Bürgermeister Dr. Wolfgang Wise sagte zu, noch vor Weihnachten Gespräche mit dem BVC-Notvorstand zu führen, um eine der beiden Etagen  nutzen zu können. Das Gebäude gehört der Stadt. Der Verein hat es gepachtet und die Räume selbst ausgebaut. Für das Konzept, das Nicole Gebel ausgearbeitet hat, wäre das Notquartier zwar nicht geeignet, weil Räume für kleine Gruppen fehlen. Aber trotz des „Kneipencharakters“ (Olaf Vocks, CDU) und der inhaltlichen Beschränkung würde Daniela Weinert, die Leiterin der Stadtjugendpflege, sofort zugreifen. Gebel müsse interessierte Jugendliche vertrösten, was „unglaublich unbefriedigend“ sei, erklärte Weinert. Die Räume seien zwar „nicht optimal“, aber der Treffpunkt brauche „erst einmal eine Anlaufstelle“.

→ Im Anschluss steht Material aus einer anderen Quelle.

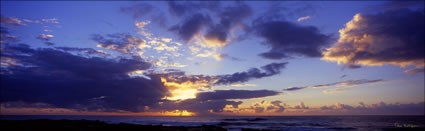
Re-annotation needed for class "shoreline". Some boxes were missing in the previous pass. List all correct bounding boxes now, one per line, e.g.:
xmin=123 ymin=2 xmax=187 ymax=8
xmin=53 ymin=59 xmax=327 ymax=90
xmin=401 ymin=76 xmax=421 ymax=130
xmin=1 ymin=119 xmax=229 ymax=131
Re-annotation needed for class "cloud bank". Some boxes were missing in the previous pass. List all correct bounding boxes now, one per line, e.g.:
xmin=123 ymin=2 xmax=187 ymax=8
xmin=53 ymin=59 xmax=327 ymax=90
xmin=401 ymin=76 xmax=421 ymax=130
xmin=322 ymin=9 xmax=424 ymax=73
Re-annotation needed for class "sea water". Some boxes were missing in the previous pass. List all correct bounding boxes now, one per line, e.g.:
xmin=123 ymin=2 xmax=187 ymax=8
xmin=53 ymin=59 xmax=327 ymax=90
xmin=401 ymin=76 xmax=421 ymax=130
xmin=1 ymin=115 xmax=424 ymax=130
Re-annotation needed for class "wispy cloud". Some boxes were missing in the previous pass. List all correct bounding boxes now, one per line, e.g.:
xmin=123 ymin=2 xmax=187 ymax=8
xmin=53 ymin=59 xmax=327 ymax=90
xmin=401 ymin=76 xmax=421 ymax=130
xmin=297 ymin=15 xmax=311 ymax=22
xmin=1 ymin=16 xmax=25 ymax=26
xmin=284 ymin=79 xmax=384 ymax=91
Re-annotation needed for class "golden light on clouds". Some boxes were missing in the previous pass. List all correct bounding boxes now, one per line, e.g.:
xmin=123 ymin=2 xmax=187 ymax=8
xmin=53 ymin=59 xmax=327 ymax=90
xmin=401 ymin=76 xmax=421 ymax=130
xmin=160 ymin=77 xmax=210 ymax=100
xmin=322 ymin=13 xmax=425 ymax=69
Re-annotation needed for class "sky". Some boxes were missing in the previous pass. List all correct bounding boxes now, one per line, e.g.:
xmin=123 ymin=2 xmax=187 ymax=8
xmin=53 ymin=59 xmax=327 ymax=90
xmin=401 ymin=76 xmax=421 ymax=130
xmin=0 ymin=0 xmax=424 ymax=116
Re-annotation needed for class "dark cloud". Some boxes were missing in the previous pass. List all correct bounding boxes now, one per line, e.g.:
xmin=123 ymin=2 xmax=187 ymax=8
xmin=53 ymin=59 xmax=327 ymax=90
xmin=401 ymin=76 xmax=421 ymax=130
xmin=284 ymin=79 xmax=384 ymax=91
xmin=167 ymin=1 xmax=220 ymax=17
xmin=152 ymin=71 xmax=217 ymax=88
xmin=204 ymin=3 xmax=252 ymax=44
xmin=169 ymin=14 xmax=212 ymax=42
xmin=196 ymin=90 xmax=280 ymax=101
xmin=90 ymin=33 xmax=146 ymax=53
xmin=167 ymin=1 xmax=192 ymax=17
xmin=0 ymin=26 xmax=17 ymax=42
xmin=258 ymin=52 xmax=289 ymax=60
xmin=0 ymin=44 xmax=170 ymax=112
xmin=155 ymin=62 xmax=288 ymax=92
xmin=157 ymin=89 xmax=279 ymax=115
xmin=0 ymin=44 xmax=283 ymax=114
xmin=253 ymin=20 xmax=333 ymax=59
xmin=215 ymin=62 xmax=287 ymax=85
xmin=283 ymin=87 xmax=307 ymax=91
xmin=323 ymin=9 xmax=424 ymax=71
xmin=1 ymin=15 xmax=25 ymax=26
xmin=43 ymin=42 xmax=54 ymax=46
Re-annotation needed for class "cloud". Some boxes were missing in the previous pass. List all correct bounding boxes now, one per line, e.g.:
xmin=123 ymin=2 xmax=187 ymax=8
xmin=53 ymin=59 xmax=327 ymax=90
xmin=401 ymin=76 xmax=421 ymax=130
xmin=322 ymin=88 xmax=351 ymax=94
xmin=167 ymin=1 xmax=220 ymax=17
xmin=214 ymin=54 xmax=243 ymax=61
xmin=215 ymin=62 xmax=288 ymax=85
xmin=1 ymin=15 xmax=25 ymax=26
xmin=169 ymin=14 xmax=212 ymax=42
xmin=293 ymin=102 xmax=309 ymax=109
xmin=158 ymin=99 xmax=242 ymax=115
xmin=404 ymin=68 xmax=425 ymax=75
xmin=0 ymin=44 xmax=170 ymax=112
xmin=36 ymin=34 xmax=54 ymax=45
xmin=157 ymin=89 xmax=279 ymax=115
xmin=167 ymin=1 xmax=197 ymax=17
xmin=322 ymin=9 xmax=424 ymax=72
xmin=241 ymin=100 xmax=285 ymax=113
xmin=297 ymin=15 xmax=311 ymax=22
xmin=168 ymin=3 xmax=252 ymax=48
xmin=153 ymin=62 xmax=287 ymax=102
xmin=91 ymin=33 xmax=147 ymax=53
xmin=283 ymin=86 xmax=306 ymax=91
xmin=253 ymin=20 xmax=333 ymax=59
xmin=316 ymin=101 xmax=425 ymax=115
xmin=0 ymin=41 xmax=285 ymax=115
xmin=157 ymin=62 xmax=287 ymax=87
xmin=22 ymin=18 xmax=59 ymax=24
xmin=1 ymin=44 xmax=281 ymax=115
xmin=258 ymin=52 xmax=289 ymax=60
xmin=284 ymin=79 xmax=384 ymax=91
xmin=120 ymin=3 xmax=167 ymax=28
xmin=203 ymin=3 xmax=252 ymax=46
xmin=223 ymin=100 xmax=423 ymax=115
xmin=0 ymin=26 xmax=17 ymax=43
xmin=196 ymin=90 xmax=280 ymax=101
xmin=55 ymin=47 xmax=109 ymax=56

Der Bürgermeister wies in der Diksussion den von Jutta Klaus (UWG) erhobenen Verdacht zurück, die Verwaltung verzögere aus Desinteresse die Einrichtung. Wiese erinnerte daran, dass sich die Politik letztlich erst im April über das Quartier einig geworden ist. Der Umbau scheitert aus seiner Sicht an einer Überlastung der Verwaltung mit Bauprojekten. Trotz knapper Personaldecke haben sich die Bau-Investitionen in den letzten drei Jahren fast verdreifacht. Die Verwaltung habe mehrfach angemahnt, dass beschlossene Vorhaben nicht mehr zeitgerecht umgesetzt werden können, sagte Wiese.

In dieser Notlage habe die Verwaltung den Kindergärten und Schulen Vorrang eingeräumt. Wenn die Politik andere Maßstäbe ansetzen wolle, müsse sie das der Verwaltung vorgeben, sagte Wiese. Neues Ziel für den offenen Jugendgtreff ist die Fertigstellung bis Ende 2020.

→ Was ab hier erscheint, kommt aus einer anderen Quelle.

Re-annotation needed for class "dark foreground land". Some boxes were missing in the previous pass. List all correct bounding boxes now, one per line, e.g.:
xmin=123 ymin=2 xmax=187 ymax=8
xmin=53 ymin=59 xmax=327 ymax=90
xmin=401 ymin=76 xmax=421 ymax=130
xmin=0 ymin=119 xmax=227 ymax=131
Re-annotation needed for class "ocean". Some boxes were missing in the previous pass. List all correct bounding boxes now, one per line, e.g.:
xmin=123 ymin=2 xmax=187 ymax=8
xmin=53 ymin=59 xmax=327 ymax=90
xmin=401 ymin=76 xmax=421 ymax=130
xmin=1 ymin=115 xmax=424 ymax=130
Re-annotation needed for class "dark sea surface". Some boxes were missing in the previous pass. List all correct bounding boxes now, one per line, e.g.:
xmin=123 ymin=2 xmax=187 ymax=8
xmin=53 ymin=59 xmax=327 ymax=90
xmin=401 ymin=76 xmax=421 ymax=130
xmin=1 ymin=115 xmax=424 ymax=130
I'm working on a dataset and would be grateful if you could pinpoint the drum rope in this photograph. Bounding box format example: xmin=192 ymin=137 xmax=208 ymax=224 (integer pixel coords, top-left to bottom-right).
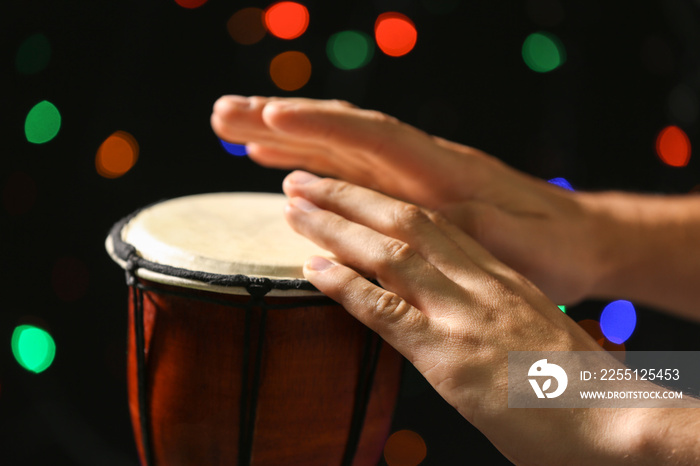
xmin=127 ymin=257 xmax=155 ymax=466
xmin=239 ymin=292 xmax=269 ymax=466
xmin=342 ymin=329 xmax=383 ymax=466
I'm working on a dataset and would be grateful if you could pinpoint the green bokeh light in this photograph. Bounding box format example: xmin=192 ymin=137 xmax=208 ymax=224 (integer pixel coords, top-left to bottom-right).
xmin=558 ymin=305 xmax=566 ymax=313
xmin=327 ymin=30 xmax=374 ymax=70
xmin=522 ymin=32 xmax=566 ymax=73
xmin=25 ymin=100 xmax=61 ymax=144
xmin=11 ymin=325 xmax=56 ymax=374
xmin=16 ymin=33 xmax=51 ymax=74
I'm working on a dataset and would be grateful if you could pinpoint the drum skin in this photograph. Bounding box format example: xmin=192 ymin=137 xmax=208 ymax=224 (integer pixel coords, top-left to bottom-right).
xmin=127 ymin=280 xmax=403 ymax=466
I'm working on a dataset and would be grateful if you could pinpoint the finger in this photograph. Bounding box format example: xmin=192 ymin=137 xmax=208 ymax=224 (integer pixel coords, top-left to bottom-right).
xmin=211 ymin=96 xmax=333 ymax=150
xmin=247 ymin=142 xmax=377 ymax=182
xmin=284 ymin=197 xmax=470 ymax=314
xmin=262 ymin=100 xmax=462 ymax=178
xmin=303 ymin=255 xmax=432 ymax=362
xmin=283 ymin=172 xmax=480 ymax=283
xmin=245 ymin=143 xmax=336 ymax=172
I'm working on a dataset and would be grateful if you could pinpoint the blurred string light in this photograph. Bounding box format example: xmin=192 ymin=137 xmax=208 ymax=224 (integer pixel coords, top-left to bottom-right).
xmin=548 ymin=177 xmax=574 ymax=191
xmin=174 ymin=0 xmax=208 ymax=9
xmin=655 ymin=125 xmax=691 ymax=167
xmin=264 ymin=2 xmax=310 ymax=40
xmin=16 ymin=33 xmax=51 ymax=75
xmin=2 ymin=171 xmax=37 ymax=216
xmin=25 ymin=100 xmax=61 ymax=144
xmin=270 ymin=51 xmax=311 ymax=91
xmin=51 ymin=256 xmax=89 ymax=302
xmin=600 ymin=300 xmax=636 ymax=344
xmin=11 ymin=325 xmax=56 ymax=374
xmin=327 ymin=30 xmax=374 ymax=70
xmin=220 ymin=139 xmax=248 ymax=156
xmin=420 ymin=0 xmax=460 ymax=15
xmin=577 ymin=319 xmax=626 ymax=361
xmin=375 ymin=12 xmax=418 ymax=57
xmin=383 ymin=429 xmax=427 ymax=466
xmin=227 ymin=7 xmax=266 ymax=45
xmin=577 ymin=319 xmax=604 ymax=343
xmin=95 ymin=131 xmax=139 ymax=179
xmin=522 ymin=32 xmax=565 ymax=73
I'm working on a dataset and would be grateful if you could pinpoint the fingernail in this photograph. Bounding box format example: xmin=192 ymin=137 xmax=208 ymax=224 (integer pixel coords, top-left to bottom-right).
xmin=306 ymin=256 xmax=334 ymax=272
xmin=266 ymin=101 xmax=295 ymax=112
xmin=290 ymin=197 xmax=319 ymax=212
xmin=214 ymin=96 xmax=250 ymax=113
xmin=287 ymin=171 xmax=320 ymax=185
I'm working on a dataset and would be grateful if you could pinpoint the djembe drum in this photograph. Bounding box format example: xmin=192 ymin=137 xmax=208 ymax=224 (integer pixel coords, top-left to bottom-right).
xmin=105 ymin=193 xmax=403 ymax=466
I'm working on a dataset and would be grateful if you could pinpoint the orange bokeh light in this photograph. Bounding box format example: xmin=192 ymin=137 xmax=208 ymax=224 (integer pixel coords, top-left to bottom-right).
xmin=269 ymin=51 xmax=311 ymax=91
xmin=174 ymin=0 xmax=208 ymax=9
xmin=96 ymin=131 xmax=139 ymax=179
xmin=375 ymin=12 xmax=417 ymax=57
xmin=264 ymin=2 xmax=309 ymax=40
xmin=577 ymin=319 xmax=604 ymax=342
xmin=656 ymin=125 xmax=691 ymax=167
xmin=383 ymin=429 xmax=427 ymax=466
xmin=227 ymin=7 xmax=266 ymax=45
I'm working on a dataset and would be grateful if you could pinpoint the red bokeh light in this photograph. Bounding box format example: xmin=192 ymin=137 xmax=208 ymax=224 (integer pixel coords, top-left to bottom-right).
xmin=265 ymin=2 xmax=309 ymax=40
xmin=375 ymin=12 xmax=417 ymax=57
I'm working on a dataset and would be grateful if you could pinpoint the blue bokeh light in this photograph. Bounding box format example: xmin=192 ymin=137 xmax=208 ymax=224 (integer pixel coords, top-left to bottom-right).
xmin=600 ymin=300 xmax=637 ymax=344
xmin=219 ymin=139 xmax=248 ymax=156
xmin=548 ymin=177 xmax=574 ymax=191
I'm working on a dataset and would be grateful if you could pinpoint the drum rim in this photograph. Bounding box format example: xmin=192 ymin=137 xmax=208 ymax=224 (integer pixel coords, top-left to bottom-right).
xmin=106 ymin=197 xmax=322 ymax=297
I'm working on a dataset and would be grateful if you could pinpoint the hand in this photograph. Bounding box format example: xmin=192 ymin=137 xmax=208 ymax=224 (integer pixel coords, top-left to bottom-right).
xmin=280 ymin=170 xmax=638 ymax=466
xmin=211 ymin=96 xmax=605 ymax=304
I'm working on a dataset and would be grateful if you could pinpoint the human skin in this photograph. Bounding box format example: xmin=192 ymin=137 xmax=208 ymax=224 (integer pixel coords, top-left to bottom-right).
xmin=281 ymin=171 xmax=700 ymax=465
xmin=211 ymin=96 xmax=700 ymax=463
xmin=210 ymin=96 xmax=700 ymax=320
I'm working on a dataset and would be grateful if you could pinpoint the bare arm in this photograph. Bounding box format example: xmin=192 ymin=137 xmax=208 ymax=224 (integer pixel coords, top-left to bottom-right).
xmin=281 ymin=172 xmax=700 ymax=465
xmin=583 ymin=192 xmax=700 ymax=321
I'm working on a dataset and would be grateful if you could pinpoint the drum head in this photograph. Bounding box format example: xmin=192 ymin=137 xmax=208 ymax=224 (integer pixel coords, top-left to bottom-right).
xmin=106 ymin=192 xmax=331 ymax=295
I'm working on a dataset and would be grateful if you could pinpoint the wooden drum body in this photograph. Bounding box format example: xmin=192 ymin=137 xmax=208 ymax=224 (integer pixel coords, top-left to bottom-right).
xmin=106 ymin=193 xmax=403 ymax=466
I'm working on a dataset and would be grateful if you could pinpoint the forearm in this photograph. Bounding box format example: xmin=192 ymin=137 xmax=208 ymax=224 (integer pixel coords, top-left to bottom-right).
xmin=582 ymin=192 xmax=700 ymax=320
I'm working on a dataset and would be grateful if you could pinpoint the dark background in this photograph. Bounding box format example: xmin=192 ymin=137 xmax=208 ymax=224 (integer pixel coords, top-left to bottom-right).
xmin=4 ymin=0 xmax=700 ymax=464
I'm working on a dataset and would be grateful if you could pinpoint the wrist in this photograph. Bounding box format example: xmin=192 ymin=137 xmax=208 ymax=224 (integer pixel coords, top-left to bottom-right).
xmin=576 ymin=191 xmax=644 ymax=300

In der inhaltlichen Arbeit wird sich Nicole Gebel auf Jugendliche konzentrieren, die an der „Schwelle zum Abrutschen“ in soziale Problem-Gruppen stehen, hieß es im Ausschuss. Die SPD relativierte in diesem Zusammenhang ihre Forderung nach einer aufsuchenden Sozialarbeit an Brenpunkten. Andreas Borchers sprach von einem „großen Missverständnis“. Von Gebel wird nicht (mehr) erwartet, dass sie auf Drogenabhängige und Alkoholkranke zugeht, die sich auf Schulhöfen und in Parks treffen. Auch der Kampf gegen die Vermüllung der Treffpunkte gehört nicht mehr dazu. Ordnungspolitik sei nicht ihre Aufgabe, betonte Borchers.
Stattdessen verständigte sich der Ausschuss auf die „Bitte“ an die Sozialarbeiterin, regelmäßig an Treffpunkten interessierte Jugendliche anzusprechen, weil von den Problem-Gruppen eine Anziehungskraft auf benachteiligte und gefährdete Jugendliche ausgehe. Sie könnten und müssten noch erreicht werden, meinte Borchers.

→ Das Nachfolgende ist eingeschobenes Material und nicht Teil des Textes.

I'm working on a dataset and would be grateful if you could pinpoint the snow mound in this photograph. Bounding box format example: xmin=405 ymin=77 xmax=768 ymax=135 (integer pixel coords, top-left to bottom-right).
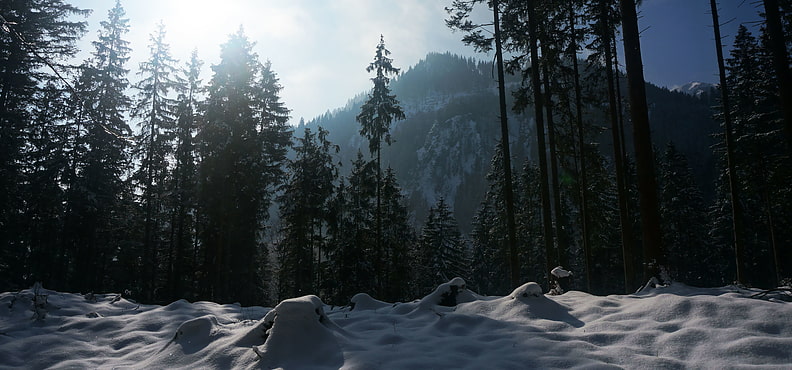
xmin=509 ymin=282 xmax=544 ymax=299
xmin=254 ymin=295 xmax=345 ymax=368
xmin=418 ymin=277 xmax=479 ymax=309
xmin=2 ymin=283 xmax=792 ymax=368
xmin=350 ymin=293 xmax=391 ymax=311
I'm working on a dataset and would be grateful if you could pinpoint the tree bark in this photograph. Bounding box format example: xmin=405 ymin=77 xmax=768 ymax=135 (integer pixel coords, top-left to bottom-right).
xmin=527 ymin=0 xmax=556 ymax=288
xmin=493 ymin=0 xmax=520 ymax=288
xmin=618 ymin=0 xmax=666 ymax=283
xmin=710 ymin=0 xmax=746 ymax=284
xmin=568 ymin=2 xmax=592 ymax=292
xmin=601 ymin=2 xmax=636 ymax=293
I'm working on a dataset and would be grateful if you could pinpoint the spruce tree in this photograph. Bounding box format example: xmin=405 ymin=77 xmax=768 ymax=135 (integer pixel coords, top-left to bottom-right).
xmin=63 ymin=0 xmax=132 ymax=293
xmin=0 ymin=0 xmax=88 ymax=289
xmin=131 ymin=21 xmax=181 ymax=300
xmin=326 ymin=152 xmax=377 ymax=303
xmin=470 ymin=144 xmax=517 ymax=295
xmin=167 ymin=50 xmax=203 ymax=301
xmin=658 ymin=143 xmax=721 ymax=286
xmin=417 ymin=198 xmax=470 ymax=292
xmin=198 ymin=28 xmax=291 ymax=304
xmin=276 ymin=127 xmax=338 ymax=299
xmin=379 ymin=167 xmax=415 ymax=301
xmin=356 ymin=35 xmax=405 ymax=291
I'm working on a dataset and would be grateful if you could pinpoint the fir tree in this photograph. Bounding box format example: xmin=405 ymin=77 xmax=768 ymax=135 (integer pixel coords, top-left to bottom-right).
xmin=62 ymin=0 xmax=132 ymax=293
xmin=379 ymin=167 xmax=415 ymax=301
xmin=417 ymin=198 xmax=470 ymax=292
xmin=658 ymin=142 xmax=722 ymax=286
xmin=131 ymin=20 xmax=181 ymax=300
xmin=326 ymin=152 xmax=377 ymax=303
xmin=356 ymin=35 xmax=405 ymax=291
xmin=198 ymin=28 xmax=291 ymax=305
xmin=276 ymin=127 xmax=338 ymax=299
xmin=167 ymin=49 xmax=203 ymax=301
xmin=0 ymin=0 xmax=88 ymax=289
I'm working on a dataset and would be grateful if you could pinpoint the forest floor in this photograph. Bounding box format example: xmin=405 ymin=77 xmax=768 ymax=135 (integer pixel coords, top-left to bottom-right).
xmin=1 ymin=280 xmax=791 ymax=369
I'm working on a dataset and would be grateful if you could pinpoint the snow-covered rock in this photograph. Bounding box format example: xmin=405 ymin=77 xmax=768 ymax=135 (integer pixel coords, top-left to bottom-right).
xmin=551 ymin=266 xmax=572 ymax=279
xmin=254 ymin=295 xmax=345 ymax=368
xmin=418 ymin=277 xmax=479 ymax=309
xmin=508 ymin=282 xmax=544 ymax=299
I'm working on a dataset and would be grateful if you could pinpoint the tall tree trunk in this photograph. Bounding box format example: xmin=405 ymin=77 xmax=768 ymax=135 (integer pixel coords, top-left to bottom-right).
xmin=493 ymin=0 xmax=520 ymax=288
xmin=568 ymin=2 xmax=592 ymax=292
xmin=762 ymin=0 xmax=792 ymax=155
xmin=541 ymin=60 xmax=567 ymax=271
xmin=710 ymin=0 xmax=746 ymax=284
xmin=527 ymin=0 xmax=556 ymax=288
xmin=602 ymin=2 xmax=636 ymax=293
xmin=376 ymin=145 xmax=382 ymax=294
xmin=618 ymin=0 xmax=666 ymax=283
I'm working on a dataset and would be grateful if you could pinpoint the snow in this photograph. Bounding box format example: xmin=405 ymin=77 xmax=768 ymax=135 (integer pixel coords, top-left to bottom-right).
xmin=2 ymin=280 xmax=791 ymax=369
xmin=551 ymin=266 xmax=573 ymax=279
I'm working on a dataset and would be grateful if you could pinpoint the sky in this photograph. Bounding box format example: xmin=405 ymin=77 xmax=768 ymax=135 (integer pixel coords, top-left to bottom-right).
xmin=70 ymin=0 xmax=763 ymax=125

Die Grünen hatten in der Sitzung zuvor echtes Stehvermögen gefordert, um „niemanden zurückzulassen“ und sich „nur um die Braven zu kümmern“ (Dr. Imtraud Kannen). „Wir sollten nicht so tun, als wenn wir im schlimmsten Ghetto wären“, sagte Borchers nun. Auch Olaf Vocks (CDU) forderte eine differenzierte Bewertung der über 50 Treffpunkte in der Stadt. „Ich glaube nicht, dass wir unglaubliche Probleme haben“, meinte der Ratsherr.